John Benton

Seattle Seahawks
- Title: Senior offensive assistant & offensive line coach

Personal information
- Born: December 13, 1963 (age 62) Durango, Colorado, U.S.

Career information
- High school: Durango (CO)
- College: Colorado State (1983-1986)
- NFL draft: 1987 (undrafted)

Career history

Playing
- New Orleans Saints (1987);

Coaching
- Colorado State (1987–1989) Graduate assistant; California University (PA) (1990–1994) Offensive line coach & recruiting coordinator; Colorado State (1995–1999) Offensive line coach; Colorado State (2000–2003) Co-offensive coordinator & offensive line coach; St. Louis Rams (2004–2005) Offensive line coach; Houston Texans (2006–2013) Offensive line coach; Miami Dolphins (2014–2015) Offensive line coach; Jacksonville Jaguars (2016) Assistant offensive line coach; San Francisco 49ers (2017–2020) Offensive line coach; New York Jets (2021–2022) Offensive line coach & run game coordinator; New Orleans Saints (2024) Offensive line coach; Seattle Seahawks (2025) Offensive line coach; Seattle Seahawks (2026–present) Senior offensive assistant & offensive line coach;

Awards and highlights
- Super Bowl champion (LX);

= John Benton (American football) =

American football player and coach (born 1963)

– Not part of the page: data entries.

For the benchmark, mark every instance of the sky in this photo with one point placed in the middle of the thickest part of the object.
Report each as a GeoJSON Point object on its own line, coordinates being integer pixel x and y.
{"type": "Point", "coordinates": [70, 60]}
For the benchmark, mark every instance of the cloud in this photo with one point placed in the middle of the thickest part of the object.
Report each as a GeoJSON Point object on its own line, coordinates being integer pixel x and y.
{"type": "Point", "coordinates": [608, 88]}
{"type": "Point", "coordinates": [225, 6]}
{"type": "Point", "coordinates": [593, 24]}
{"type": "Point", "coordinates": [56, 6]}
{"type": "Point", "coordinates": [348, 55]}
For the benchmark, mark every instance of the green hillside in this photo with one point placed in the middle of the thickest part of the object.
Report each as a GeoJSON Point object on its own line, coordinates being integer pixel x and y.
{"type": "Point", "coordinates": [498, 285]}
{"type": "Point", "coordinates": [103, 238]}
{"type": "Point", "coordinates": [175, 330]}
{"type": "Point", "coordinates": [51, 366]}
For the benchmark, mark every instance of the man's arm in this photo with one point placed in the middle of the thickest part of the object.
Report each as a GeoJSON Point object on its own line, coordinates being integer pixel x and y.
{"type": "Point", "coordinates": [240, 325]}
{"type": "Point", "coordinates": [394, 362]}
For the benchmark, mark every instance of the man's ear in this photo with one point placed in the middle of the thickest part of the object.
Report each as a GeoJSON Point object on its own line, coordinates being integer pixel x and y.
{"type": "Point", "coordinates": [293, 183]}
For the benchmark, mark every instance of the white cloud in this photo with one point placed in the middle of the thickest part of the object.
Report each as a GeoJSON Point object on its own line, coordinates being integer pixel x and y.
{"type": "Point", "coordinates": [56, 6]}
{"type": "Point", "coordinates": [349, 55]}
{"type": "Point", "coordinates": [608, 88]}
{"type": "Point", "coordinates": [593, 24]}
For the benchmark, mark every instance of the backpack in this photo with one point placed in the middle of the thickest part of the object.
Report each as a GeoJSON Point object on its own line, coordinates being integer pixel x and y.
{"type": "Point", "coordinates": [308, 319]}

John Benton (born December 13, 1963) is an American professional football coach who is the senior offensive assistant and offensive line coach for the Seattle Seahawks of the National Football League (NFL).
 He previously served as an assistant coach for the New York Jets, San Francisco 49ers, Jacksonville Jaguars, Miami Dolphins, Houston Texans, St. Louis Rams, and New Orleans Saints.

==College career==
Benton attended Colorado State University (CSU), where he played for the Colorado State Rams football team. He earned honorable mention All-WAC honors during his junior and senior seasons and was named to the WAC's All-Academic team as a senior. He was also named to the Colorado State University Football All Century Team for the years 1893–1993.

==Coaching career==
===Miami Dolphins===
In 2014 and 2015 he worked as the offensive line coach for the Dolphins.
===Jacksonville Jaguars===
In 2016 Benton coached with the Jaguars.

===San Francisco 49ers===
Benton was hired by the San Francisco 49ers as their offensive line coach in February 2017. He tested positive for COVID-19 and missed the team's week 14 game in 2020 against the Washington Football Team.
===New York Jets===
In January 2021, Benton was hired by the New York Jets as their offensive line coach.
===New Orleans Saints===
In February 2024, Benton was named as offensive line coach for the New Orleans Saints.

===Seattle Seahawks===
On February 3, 2025, the Seattle Seahawks hired Benton as their offensive line coach. He won his first Super Bowl championship as part of the coaching staff that won Super Bowl LX over the New England Patriots 29–13. After the season, he was promoted to senior offensive assistant & offensive line coach.